Também ao nível das relações entre os Estados Unidos e a Europa, e ao contrário do que é veiculado e percepcionado, a eleição de Donald Trump não parece ter trazido novidades significativas à dinâmica que já era uma realidade desde o final da Guerra Fria, ou seja, a do distanciamento geoestratégico e geopolítico crescente entre os dois aliados. É muito revelador quando se relê o que o historiador e comentador Robert Kagan escreveu em 2003 no seu célebre “Of Paradise and Power”: “It is time to stop pretending that Europeans and Americans share a common view of the world, or even that they occupy the same world.” E acrescentava: “Europe is turning away from power, or to put it a little differently, it is moving beyond power into a self-contained world of laws and rules and transnational negotiation and cooperation. […] Meanwhile, the United States remains mired in history, exercising power in an anarchic Hobbesian world where international laws and rules are unreliable […] That is why on major strategies and international questions today, Americans from Mars and Europeans are form Venus.”
Veja-se outro exemplo da distorção analítica que reina por estes dias nas nossas sociedades, com a mais recente “moda” das fake news, um conceito que passou a fazer parte do léxico de jornalistas, comentadores, políticos e da opinião pública em geral. É todo um admirável mundo novo, mas o extraordinário é que, provavelmente, nenhuma das milhares de fake news que circularam nos últimos tempos teve consequências tão dramáticas como aquelas que conduziram à guerra no Iraque em Março de 2003. Sim, as fake news sempre existiram. Toda a construção do casus belli feito por Washington foi um embuste deliberado de proporções gigantescas, alimentado pela administração americana, nomeadamente Pentágono e Casa Branca, dominada por “falcões” como Dick Cheney, Richard Perle, Paul Wolfowitz, George Tenet ou Ahmed Chalabi.

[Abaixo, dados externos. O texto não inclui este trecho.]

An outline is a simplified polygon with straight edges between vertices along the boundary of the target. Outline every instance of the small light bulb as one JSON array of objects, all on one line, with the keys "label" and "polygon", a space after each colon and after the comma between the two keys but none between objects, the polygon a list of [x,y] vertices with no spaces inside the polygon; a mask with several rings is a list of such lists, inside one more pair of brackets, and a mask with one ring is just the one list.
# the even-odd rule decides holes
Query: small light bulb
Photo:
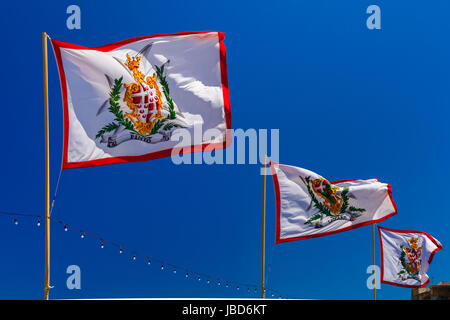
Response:
[{"label": "small light bulb", "polygon": [[197,280],[200,281],[200,280],[202,280],[202,279],[200,279],[200,277],[198,277]]},{"label": "small light bulb", "polygon": [[239,286],[237,286],[236,289],[239,291]]},{"label": "small light bulb", "polygon": [[41,220],[39,220],[39,219],[38,219],[38,222],[37,222],[37,226],[38,226],[38,227],[41,226]]},{"label": "small light bulb", "polygon": [[148,265],[151,265],[151,264],[152,264],[152,262],[151,262],[150,260],[148,260],[148,261],[147,261],[147,264],[148,264]]},{"label": "small light bulb", "polygon": [[66,225],[64,225],[64,231],[67,231],[67,226]]},{"label": "small light bulb", "polygon": [[189,273],[186,272],[186,278],[189,278]]},{"label": "small light bulb", "polygon": [[250,288],[247,288],[247,291],[250,292]]},{"label": "small light bulb", "polygon": [[255,293],[256,293],[257,291],[256,291],[256,288],[255,288]]},{"label": "small light bulb", "polygon": [[133,256],[133,260],[136,260],[136,256]]},{"label": "small light bulb", "polygon": [[17,226],[19,224],[19,221],[17,221],[16,218],[14,218],[14,224]]},{"label": "small light bulb", "polygon": [[177,273],[177,269],[173,269],[173,274],[176,274]]},{"label": "small light bulb", "polygon": [[218,285],[218,286],[220,286],[220,281],[219,281],[219,282],[217,282],[217,285]]},{"label": "small light bulb", "polygon": [[84,233],[81,234],[81,239],[84,239]]},{"label": "small light bulb", "polygon": [[119,253],[123,253],[123,250],[122,250],[122,248],[120,248],[120,250],[119,250]]},{"label": "small light bulb", "polygon": [[228,288],[228,282],[225,284],[225,287]]},{"label": "small light bulb", "polygon": [[161,265],[161,270],[164,270],[164,266],[163,265]]},{"label": "small light bulb", "polygon": [[103,241],[102,241],[102,244],[100,245],[100,248],[104,248],[105,246],[104,246],[104,244],[103,244]]},{"label": "small light bulb", "polygon": [[209,284],[209,282],[210,282],[210,281],[209,281],[209,279],[208,279],[208,280],[206,280],[206,283],[207,283],[207,284]]}]

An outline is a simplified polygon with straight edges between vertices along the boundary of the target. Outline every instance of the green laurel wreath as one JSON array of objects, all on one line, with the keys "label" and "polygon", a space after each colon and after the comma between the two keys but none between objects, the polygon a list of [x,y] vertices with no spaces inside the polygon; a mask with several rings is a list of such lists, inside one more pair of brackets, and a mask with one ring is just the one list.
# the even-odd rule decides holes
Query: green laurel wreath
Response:
[{"label": "green laurel wreath", "polygon": [[125,119],[122,110],[120,110],[120,105],[118,101],[120,99],[120,89],[122,88],[123,85],[122,80],[123,77],[120,77],[119,79],[114,79],[114,86],[112,87],[109,93],[109,111],[111,111],[111,113],[116,116],[114,120],[117,121],[118,123],[111,122],[107,124],[102,129],[100,129],[95,138],[100,138],[105,133],[116,130],[117,128],[119,128],[120,125],[124,126],[131,132],[142,136],[139,132],[135,130],[133,123],[129,119]]},{"label": "green laurel wreath", "polygon": [[166,97],[167,104],[169,105],[169,119],[173,120],[176,118],[175,113],[175,106],[173,105],[173,100],[169,96],[169,84],[167,83],[166,76],[164,75],[164,66],[165,64],[161,65],[161,67],[158,67],[155,65],[156,68],[156,75],[158,76],[159,82],[161,83],[161,86],[163,88],[164,96]]},{"label": "green laurel wreath", "polygon": [[[303,178],[302,178],[303,180]],[[311,181],[311,177],[306,177],[306,187],[308,189],[308,193],[311,196],[312,202],[314,204],[314,207],[317,208],[317,210],[319,210],[319,213],[316,213],[315,215],[313,215],[311,218],[309,218],[308,220],[306,220],[305,224],[310,224],[312,221],[321,219],[323,216],[327,216],[327,217],[333,217],[333,218],[337,218],[337,217],[341,217],[348,209],[348,211],[350,212],[364,212],[366,211],[366,209],[363,208],[355,208],[353,206],[349,207],[349,196],[347,195],[349,192],[349,188],[346,187],[344,188],[344,190],[342,190],[341,193],[341,197],[343,199],[343,203],[342,203],[342,207],[339,210],[339,214],[336,216],[334,214],[331,213],[330,209],[328,209],[327,207],[325,207],[317,198],[316,195],[314,194],[314,191],[311,189],[310,186],[310,181]]]},{"label": "green laurel wreath", "polygon": [[166,97],[167,104],[169,106],[169,116],[164,119],[158,119],[155,122],[155,124],[153,125],[153,128],[148,135],[143,135],[143,134],[139,133],[138,131],[136,131],[133,123],[129,119],[126,119],[124,117],[122,110],[120,110],[120,105],[119,105],[118,101],[120,99],[120,89],[122,88],[122,85],[123,85],[123,83],[122,83],[123,77],[120,77],[119,79],[114,79],[114,86],[112,87],[112,89],[109,93],[109,111],[111,111],[111,113],[114,114],[114,116],[115,116],[114,121],[116,121],[116,122],[113,121],[111,123],[108,123],[102,129],[100,129],[97,132],[97,135],[95,136],[96,139],[100,138],[105,133],[116,130],[117,128],[120,127],[120,125],[125,127],[127,130],[131,131],[135,135],[138,135],[138,136],[141,136],[144,138],[148,138],[151,135],[158,133],[159,129],[161,129],[161,128],[164,131],[169,131],[172,128],[185,128],[184,126],[182,126],[178,123],[173,123],[173,122],[166,123],[168,120],[176,119],[175,106],[174,106],[172,98],[170,98],[170,96],[169,96],[169,84],[167,83],[166,77],[164,75],[164,64],[161,67],[158,67],[156,65],[155,65],[155,67],[156,67],[156,74],[159,78],[159,81],[161,83],[161,86],[162,86],[162,89],[164,92],[164,96]]},{"label": "green laurel wreath", "polygon": [[400,245],[400,249],[402,249],[402,253],[400,254],[400,263],[402,264],[403,269],[400,270],[399,273],[397,273],[398,276],[399,276],[399,275],[402,275],[402,274],[404,274],[404,273],[411,274],[411,271],[409,271],[409,268],[408,268],[408,266],[406,265],[406,261],[405,261],[406,253],[405,253],[405,251],[403,250],[403,248],[404,248],[403,245]]}]

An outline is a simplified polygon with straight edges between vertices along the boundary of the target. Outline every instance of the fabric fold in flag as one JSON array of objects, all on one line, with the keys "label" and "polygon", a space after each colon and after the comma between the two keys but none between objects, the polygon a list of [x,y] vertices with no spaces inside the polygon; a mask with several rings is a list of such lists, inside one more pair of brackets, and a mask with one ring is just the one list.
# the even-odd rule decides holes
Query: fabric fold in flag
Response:
[{"label": "fabric fold in flag", "polygon": [[343,232],[397,213],[391,186],[378,179],[328,181],[298,167],[270,163],[276,196],[276,243]]},{"label": "fabric fold in flag", "polygon": [[223,38],[183,32],[97,48],[52,40],[63,97],[63,169],[227,147]]},{"label": "fabric fold in flag", "polygon": [[378,227],[381,250],[381,282],[406,288],[422,288],[427,271],[441,243],[422,231]]}]

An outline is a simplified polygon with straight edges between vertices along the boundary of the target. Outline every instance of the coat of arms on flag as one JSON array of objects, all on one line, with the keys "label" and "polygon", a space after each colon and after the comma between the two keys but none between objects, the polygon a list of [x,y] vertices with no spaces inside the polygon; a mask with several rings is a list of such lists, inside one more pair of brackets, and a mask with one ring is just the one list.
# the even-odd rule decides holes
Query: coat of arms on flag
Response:
[{"label": "coat of arms on flag", "polygon": [[426,274],[442,245],[422,231],[393,230],[378,226],[381,248],[381,282],[421,288],[430,281]]},{"label": "coat of arms on flag", "polygon": [[407,246],[400,245],[401,254],[400,262],[402,264],[402,270],[397,275],[402,279],[416,279],[419,278],[419,271],[421,267],[422,258],[422,239],[412,236],[406,239]]},{"label": "coat of arms on flag", "polygon": [[[308,189],[311,204],[314,204],[314,207],[319,211],[306,220],[305,224],[314,224],[316,228],[321,228],[324,224],[339,219],[355,220],[366,211],[364,208],[349,205],[351,196],[349,187],[340,188],[322,177],[312,181],[310,176],[299,177]],[[330,219],[324,221],[325,217],[330,217]]]},{"label": "coat of arms on flag", "polygon": [[[145,51],[148,51],[150,47],[151,45],[147,46]],[[101,138],[101,141],[108,143],[110,148],[129,139],[147,143],[167,141],[173,129],[185,128],[188,125],[183,121],[183,115],[169,96],[170,91],[164,75],[165,65],[155,66],[158,76],[155,72],[145,75],[140,71],[140,60],[143,56],[145,55],[130,57],[127,53],[126,62],[117,59],[133,76],[135,82],[122,83],[123,77],[111,81],[105,74],[111,91],[109,98],[100,106],[98,114],[109,105],[108,110],[114,114],[115,121],[101,128],[96,138]],[[122,88],[124,90],[121,90]],[[164,93],[165,99],[163,99],[161,91]],[[120,101],[125,102],[126,106],[121,106]],[[177,119],[177,115],[181,119]],[[125,135],[127,139],[119,140],[117,134],[105,139],[105,135],[109,132],[117,133],[124,130],[129,132]]]},{"label": "coat of arms on flag", "polygon": [[270,163],[276,195],[276,242],[309,239],[383,221],[397,213],[391,186],[377,179],[328,181]]},{"label": "coat of arms on flag", "polygon": [[[63,168],[170,156],[177,130],[213,130],[183,152],[226,147],[223,33],[152,35],[86,48],[52,40],[64,106]],[[211,135],[209,135],[211,136]],[[176,138],[176,137],[175,137]]]}]

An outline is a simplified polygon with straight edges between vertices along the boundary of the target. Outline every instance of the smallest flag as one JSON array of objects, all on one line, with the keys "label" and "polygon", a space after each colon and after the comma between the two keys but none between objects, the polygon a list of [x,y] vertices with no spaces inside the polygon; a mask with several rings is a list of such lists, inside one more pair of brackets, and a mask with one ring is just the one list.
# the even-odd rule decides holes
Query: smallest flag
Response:
[{"label": "smallest flag", "polygon": [[428,233],[378,227],[381,248],[381,282],[406,288],[422,288],[436,251],[442,245]]}]

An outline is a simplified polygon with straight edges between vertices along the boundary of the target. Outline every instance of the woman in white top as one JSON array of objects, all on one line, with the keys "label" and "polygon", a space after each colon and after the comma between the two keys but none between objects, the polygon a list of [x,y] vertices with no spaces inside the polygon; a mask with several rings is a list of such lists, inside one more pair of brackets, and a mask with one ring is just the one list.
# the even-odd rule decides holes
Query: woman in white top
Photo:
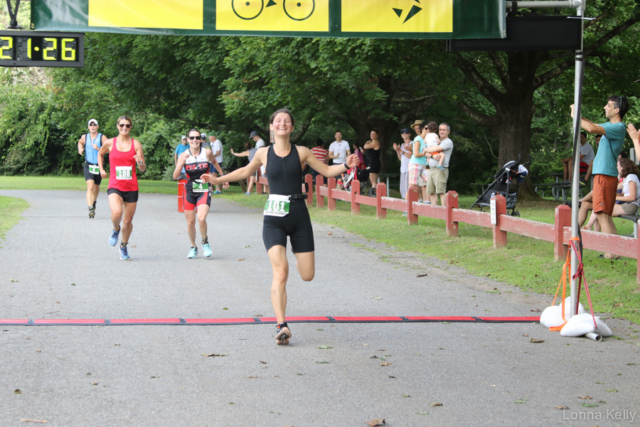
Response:
[{"label": "woman in white top", "polygon": [[[616,204],[613,207],[611,216],[635,215],[640,205],[640,180],[638,179],[638,167],[630,159],[618,159],[618,174],[622,182],[618,185],[618,190],[622,190],[616,196]],[[595,225],[595,230],[600,231],[598,218],[591,214],[586,229]]]}]

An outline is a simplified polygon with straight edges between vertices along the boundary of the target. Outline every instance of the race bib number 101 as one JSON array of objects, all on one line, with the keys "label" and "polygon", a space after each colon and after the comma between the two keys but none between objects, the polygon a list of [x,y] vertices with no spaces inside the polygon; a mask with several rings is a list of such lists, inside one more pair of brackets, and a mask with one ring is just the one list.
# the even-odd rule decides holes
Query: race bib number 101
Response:
[{"label": "race bib number 101", "polygon": [[289,214],[290,205],[289,196],[271,194],[269,195],[267,203],[264,205],[264,214],[266,216],[286,216]]}]

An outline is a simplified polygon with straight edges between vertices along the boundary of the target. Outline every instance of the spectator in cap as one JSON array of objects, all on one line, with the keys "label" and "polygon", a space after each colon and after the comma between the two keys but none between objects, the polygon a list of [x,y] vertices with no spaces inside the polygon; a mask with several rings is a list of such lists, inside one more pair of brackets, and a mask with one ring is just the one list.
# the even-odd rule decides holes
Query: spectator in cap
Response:
[{"label": "spectator in cap", "polygon": [[[324,142],[322,141],[322,139],[316,139],[316,146],[311,149],[311,152],[321,163],[324,163],[325,165],[327,164],[327,161],[329,160],[327,158],[328,151],[324,148]],[[313,182],[316,182],[318,172],[311,169],[311,174],[313,175]]]},{"label": "spectator in cap", "polygon": [[411,129],[416,133],[416,135],[420,135],[420,125],[424,122],[424,120],[416,120],[411,125]]},{"label": "spectator in cap", "polygon": [[[187,142],[187,136],[183,135],[182,136],[182,142],[180,144],[178,144],[178,146],[176,147],[175,152],[173,153],[173,164],[174,165],[178,163],[178,156],[180,156],[180,154],[184,153],[188,149],[189,149],[189,143]],[[186,175],[186,172],[185,172],[184,168],[182,168],[182,173],[180,173],[180,176],[178,177],[178,180],[180,180],[180,179],[187,179],[187,175]]]}]

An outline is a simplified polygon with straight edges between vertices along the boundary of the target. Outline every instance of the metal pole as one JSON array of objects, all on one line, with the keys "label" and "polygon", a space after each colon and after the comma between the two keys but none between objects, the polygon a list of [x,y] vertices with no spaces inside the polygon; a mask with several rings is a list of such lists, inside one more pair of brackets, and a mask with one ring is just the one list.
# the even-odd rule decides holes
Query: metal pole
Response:
[{"label": "metal pole", "polygon": [[[581,4],[576,15],[584,17],[584,4]],[[577,238],[580,224],[578,223],[578,199],[580,197],[580,122],[582,118],[582,75],[584,70],[584,55],[582,46],[584,42],[584,20],[580,32],[580,50],[576,51],[576,77],[574,90],[574,116],[573,116],[573,182],[571,184],[571,237]],[[577,280],[573,276],[578,271],[578,254],[571,249],[571,294],[569,299],[569,317],[578,314],[576,296],[578,292]]]}]

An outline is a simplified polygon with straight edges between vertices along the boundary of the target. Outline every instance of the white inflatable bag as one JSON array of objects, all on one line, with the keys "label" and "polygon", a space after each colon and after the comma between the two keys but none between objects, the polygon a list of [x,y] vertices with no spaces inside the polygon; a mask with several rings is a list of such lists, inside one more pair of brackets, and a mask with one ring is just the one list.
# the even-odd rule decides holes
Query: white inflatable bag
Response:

A imprensa de referência americana não hesitou em propagar e legitimar toda a informação falsa relacionada com as tristemente célebres armas de destruição maciça no Iraque, sem qualquer espírito crítico ou escrutínio. A então reputada jornalista do New York Times, Judith Miller, foi uma das fakers de serviço. Mais tarde viria a cair em desgraça, tendo o New York Times que pedir desculpa aos leitores. Curiosamente, apenas dois jornalistas, que na altura trabalhavam para o publisher Knight Ridder, fizeram o seu trabalho e não “compraram” aquilo que a Casa Branca e o Pentágono lhes tentou “vender”.»